The Corporate Transparency Act remains in effect for most taxpayers despite one court's ruling that it is unconstitutional with respect to those plaintiffs.
Under the legislation, nearly all entities formed or registered to conduct business in the United States must report beneficial ownership information to the Financial Crimes Enforcement Network. The law was designed to limit taxpayers' ability to use shell companies and ownership structures that can allow money laundering and other criminal activity to take place through those entities.
The reach of the legislation is incredibly broad. Most small businesses are subject to the new rules, and failure to fully comply with the beneficial ownership reporting requirements can result in significant civil and criminal penalties.
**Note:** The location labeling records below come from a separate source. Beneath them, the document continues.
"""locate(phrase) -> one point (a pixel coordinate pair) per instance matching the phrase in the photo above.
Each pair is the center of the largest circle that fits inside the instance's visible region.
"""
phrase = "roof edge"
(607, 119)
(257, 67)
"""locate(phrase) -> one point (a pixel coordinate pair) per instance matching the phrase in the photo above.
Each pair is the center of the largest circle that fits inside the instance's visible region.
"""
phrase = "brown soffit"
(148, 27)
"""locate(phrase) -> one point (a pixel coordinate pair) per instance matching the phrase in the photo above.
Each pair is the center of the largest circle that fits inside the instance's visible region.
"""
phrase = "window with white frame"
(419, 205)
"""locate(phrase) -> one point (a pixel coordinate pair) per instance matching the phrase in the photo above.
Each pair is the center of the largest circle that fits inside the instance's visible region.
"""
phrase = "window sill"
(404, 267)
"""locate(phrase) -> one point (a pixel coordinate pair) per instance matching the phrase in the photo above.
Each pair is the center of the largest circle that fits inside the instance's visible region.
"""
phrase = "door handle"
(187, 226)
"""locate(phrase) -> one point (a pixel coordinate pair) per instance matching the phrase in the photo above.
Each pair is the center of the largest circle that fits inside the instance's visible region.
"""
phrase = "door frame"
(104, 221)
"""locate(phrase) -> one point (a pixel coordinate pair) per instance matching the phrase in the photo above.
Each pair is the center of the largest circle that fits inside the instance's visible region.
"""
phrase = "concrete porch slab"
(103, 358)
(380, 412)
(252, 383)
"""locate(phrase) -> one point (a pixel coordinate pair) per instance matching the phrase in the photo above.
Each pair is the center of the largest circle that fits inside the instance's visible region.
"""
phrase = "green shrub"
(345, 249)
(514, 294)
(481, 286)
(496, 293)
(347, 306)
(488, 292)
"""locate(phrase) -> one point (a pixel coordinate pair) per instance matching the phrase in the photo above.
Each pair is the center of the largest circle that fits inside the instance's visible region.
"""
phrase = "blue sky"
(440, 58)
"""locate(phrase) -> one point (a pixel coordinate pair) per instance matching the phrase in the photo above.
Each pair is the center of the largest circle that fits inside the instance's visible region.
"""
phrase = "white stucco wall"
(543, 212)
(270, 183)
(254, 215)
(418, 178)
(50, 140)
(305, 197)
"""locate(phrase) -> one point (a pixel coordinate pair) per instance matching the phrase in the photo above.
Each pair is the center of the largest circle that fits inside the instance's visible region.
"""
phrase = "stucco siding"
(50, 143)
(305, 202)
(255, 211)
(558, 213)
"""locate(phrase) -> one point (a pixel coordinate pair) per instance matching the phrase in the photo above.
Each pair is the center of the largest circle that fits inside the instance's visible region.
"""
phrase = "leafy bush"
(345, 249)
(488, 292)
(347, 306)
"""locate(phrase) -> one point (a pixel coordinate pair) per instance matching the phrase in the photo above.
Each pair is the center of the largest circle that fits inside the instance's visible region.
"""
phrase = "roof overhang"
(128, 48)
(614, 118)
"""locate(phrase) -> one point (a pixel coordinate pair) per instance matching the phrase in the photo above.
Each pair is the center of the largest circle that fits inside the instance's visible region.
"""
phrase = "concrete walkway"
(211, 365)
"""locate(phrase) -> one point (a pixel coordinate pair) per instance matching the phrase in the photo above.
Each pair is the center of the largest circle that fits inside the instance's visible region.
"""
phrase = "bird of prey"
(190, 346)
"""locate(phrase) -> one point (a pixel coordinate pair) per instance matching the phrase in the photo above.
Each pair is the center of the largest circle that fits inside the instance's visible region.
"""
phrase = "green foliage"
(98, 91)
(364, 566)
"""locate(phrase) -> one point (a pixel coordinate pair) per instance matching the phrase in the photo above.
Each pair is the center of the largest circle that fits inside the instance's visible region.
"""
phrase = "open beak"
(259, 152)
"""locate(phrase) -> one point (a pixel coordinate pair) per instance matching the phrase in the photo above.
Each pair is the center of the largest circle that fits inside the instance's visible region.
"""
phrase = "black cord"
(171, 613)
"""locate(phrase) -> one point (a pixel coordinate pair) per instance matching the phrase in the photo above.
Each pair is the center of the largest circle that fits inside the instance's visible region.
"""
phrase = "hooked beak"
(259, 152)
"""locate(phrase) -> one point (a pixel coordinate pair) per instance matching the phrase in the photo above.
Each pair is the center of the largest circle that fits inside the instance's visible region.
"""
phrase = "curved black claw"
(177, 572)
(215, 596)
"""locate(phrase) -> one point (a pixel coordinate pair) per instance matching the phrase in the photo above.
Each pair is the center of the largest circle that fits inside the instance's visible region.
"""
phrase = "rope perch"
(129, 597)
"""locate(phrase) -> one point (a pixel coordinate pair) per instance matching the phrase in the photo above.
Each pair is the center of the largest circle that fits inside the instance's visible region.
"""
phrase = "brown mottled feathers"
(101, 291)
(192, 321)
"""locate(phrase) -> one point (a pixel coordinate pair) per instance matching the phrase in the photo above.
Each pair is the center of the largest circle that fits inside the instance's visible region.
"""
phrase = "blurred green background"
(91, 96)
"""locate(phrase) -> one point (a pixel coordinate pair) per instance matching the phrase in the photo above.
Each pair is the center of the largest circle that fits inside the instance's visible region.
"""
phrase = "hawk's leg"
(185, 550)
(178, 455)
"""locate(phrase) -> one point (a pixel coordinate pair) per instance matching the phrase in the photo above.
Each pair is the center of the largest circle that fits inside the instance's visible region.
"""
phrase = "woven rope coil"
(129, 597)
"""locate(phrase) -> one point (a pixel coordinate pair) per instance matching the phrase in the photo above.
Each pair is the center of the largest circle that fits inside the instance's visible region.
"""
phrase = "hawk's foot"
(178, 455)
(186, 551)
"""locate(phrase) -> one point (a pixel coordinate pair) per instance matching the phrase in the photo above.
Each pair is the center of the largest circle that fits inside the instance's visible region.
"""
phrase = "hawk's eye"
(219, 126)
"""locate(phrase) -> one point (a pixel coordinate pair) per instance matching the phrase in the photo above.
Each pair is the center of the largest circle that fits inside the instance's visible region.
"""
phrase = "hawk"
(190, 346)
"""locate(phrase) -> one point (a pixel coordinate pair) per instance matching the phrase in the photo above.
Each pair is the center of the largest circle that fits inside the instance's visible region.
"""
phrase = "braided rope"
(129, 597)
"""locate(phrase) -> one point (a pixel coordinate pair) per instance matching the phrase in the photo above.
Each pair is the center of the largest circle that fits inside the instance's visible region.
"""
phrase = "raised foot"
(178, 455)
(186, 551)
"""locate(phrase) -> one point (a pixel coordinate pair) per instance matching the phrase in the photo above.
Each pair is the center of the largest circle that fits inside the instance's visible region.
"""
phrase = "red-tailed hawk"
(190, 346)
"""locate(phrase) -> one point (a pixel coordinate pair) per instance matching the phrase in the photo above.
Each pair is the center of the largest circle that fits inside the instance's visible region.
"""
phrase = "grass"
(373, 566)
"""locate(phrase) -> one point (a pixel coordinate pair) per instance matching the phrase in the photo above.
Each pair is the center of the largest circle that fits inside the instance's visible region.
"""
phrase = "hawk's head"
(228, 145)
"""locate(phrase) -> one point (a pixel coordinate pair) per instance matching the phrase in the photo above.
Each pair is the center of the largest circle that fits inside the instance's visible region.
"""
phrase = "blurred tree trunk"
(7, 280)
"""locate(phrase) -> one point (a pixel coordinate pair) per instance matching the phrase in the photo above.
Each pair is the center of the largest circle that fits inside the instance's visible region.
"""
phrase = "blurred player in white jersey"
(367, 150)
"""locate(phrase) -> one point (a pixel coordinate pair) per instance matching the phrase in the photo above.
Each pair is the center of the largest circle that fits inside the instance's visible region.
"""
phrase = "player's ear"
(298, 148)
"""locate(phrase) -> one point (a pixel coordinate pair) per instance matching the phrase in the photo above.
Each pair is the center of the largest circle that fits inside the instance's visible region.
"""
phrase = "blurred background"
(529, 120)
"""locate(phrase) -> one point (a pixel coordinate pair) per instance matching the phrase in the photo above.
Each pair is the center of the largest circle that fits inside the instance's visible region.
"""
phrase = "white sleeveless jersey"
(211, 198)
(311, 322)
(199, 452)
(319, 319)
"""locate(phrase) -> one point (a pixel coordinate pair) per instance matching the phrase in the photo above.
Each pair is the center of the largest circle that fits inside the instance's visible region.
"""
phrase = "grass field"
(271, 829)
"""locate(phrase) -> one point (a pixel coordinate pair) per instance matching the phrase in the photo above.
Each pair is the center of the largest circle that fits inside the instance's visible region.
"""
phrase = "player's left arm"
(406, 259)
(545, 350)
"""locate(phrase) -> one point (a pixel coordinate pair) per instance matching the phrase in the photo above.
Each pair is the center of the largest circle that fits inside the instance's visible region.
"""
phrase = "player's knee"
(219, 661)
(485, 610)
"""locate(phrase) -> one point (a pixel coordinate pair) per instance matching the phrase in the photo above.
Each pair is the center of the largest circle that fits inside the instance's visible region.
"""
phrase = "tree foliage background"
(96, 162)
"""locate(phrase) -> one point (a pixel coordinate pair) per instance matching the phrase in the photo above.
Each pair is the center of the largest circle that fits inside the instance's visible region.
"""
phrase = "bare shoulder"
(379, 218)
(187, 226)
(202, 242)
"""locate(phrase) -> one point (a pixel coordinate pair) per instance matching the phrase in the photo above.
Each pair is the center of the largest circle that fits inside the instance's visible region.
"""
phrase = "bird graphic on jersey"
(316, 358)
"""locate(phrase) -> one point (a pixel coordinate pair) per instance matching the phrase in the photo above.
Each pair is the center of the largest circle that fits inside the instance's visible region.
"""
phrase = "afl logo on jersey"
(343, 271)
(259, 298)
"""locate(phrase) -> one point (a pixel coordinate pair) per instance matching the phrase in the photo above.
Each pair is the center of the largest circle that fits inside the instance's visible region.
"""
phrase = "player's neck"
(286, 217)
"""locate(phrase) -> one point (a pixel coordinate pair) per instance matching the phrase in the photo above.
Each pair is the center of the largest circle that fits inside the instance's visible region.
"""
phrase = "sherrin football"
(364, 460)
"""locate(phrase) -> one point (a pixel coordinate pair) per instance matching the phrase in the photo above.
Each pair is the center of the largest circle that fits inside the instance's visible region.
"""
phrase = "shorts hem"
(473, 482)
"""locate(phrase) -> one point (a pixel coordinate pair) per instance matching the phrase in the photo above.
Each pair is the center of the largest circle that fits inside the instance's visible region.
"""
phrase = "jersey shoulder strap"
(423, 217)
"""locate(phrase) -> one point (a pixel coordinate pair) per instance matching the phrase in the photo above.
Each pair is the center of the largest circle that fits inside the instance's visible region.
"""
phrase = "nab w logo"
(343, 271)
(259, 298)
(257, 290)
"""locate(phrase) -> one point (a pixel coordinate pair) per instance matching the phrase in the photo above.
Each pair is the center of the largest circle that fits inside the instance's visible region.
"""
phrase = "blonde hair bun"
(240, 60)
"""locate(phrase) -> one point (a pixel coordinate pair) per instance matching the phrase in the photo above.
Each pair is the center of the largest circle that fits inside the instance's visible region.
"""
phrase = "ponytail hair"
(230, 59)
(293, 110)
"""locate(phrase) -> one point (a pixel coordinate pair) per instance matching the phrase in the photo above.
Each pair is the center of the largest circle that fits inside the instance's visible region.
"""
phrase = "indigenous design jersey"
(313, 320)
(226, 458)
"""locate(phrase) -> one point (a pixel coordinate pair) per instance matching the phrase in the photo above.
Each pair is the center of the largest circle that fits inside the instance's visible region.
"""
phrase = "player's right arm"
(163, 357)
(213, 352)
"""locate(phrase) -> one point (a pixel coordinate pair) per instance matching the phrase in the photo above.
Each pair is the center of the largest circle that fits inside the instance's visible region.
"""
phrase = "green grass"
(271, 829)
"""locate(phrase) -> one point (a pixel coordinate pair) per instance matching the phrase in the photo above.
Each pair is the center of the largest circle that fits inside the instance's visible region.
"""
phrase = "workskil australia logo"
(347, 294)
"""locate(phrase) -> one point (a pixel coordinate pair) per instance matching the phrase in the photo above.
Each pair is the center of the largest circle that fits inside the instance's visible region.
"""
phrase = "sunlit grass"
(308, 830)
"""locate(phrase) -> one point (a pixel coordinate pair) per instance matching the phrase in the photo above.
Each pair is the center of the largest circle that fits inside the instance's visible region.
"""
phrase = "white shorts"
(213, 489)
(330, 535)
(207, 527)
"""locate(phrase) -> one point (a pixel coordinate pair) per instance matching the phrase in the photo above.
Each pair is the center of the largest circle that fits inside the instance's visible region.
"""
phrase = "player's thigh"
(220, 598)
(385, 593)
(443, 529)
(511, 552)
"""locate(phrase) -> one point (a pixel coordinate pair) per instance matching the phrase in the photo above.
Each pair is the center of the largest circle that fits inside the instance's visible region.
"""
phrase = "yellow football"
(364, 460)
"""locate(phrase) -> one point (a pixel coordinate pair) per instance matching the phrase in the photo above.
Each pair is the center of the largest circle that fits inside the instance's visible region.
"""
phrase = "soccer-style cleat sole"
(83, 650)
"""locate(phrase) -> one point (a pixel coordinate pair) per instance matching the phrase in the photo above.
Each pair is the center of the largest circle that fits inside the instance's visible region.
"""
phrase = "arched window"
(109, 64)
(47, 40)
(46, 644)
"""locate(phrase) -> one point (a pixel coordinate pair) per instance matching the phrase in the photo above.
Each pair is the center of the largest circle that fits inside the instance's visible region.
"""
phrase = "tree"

Now, FinCEN has recently updated its guidance to provide additional details on who is required to comply.
This new guidance can significantly affect business owners who are contemplating winding down operations — and even newly created entities that are quickly dissolved.
Who Has to File With FinCEN?
FinCEN's new beneficial ownership reporting obligations apply to all domestic "reporting companies." That includes C corporations, S corporations, LLCs (including single-member LLCs), limited partnerships and any other entity formed by filing a document with a secretary of state in the United States.
Reports must contain basic information about the individuals who hold ownership interests in the entity, such as the owner's (1) full legal name, (2) date of birth, (3) address, (4) identifying number from the individual's ID (driver's license or passport) and (5) a copy of the ID used.
Entities created before Jan. 1, 2024, are required to file their report containing required beneficial ownership before Jan. 1, 2025. Entities registered after Jan. 1, 2024, will have 90 days from the date their registration becomes effective to report the required information. This 90-day deadline is reduced to 30 days starting in 2025.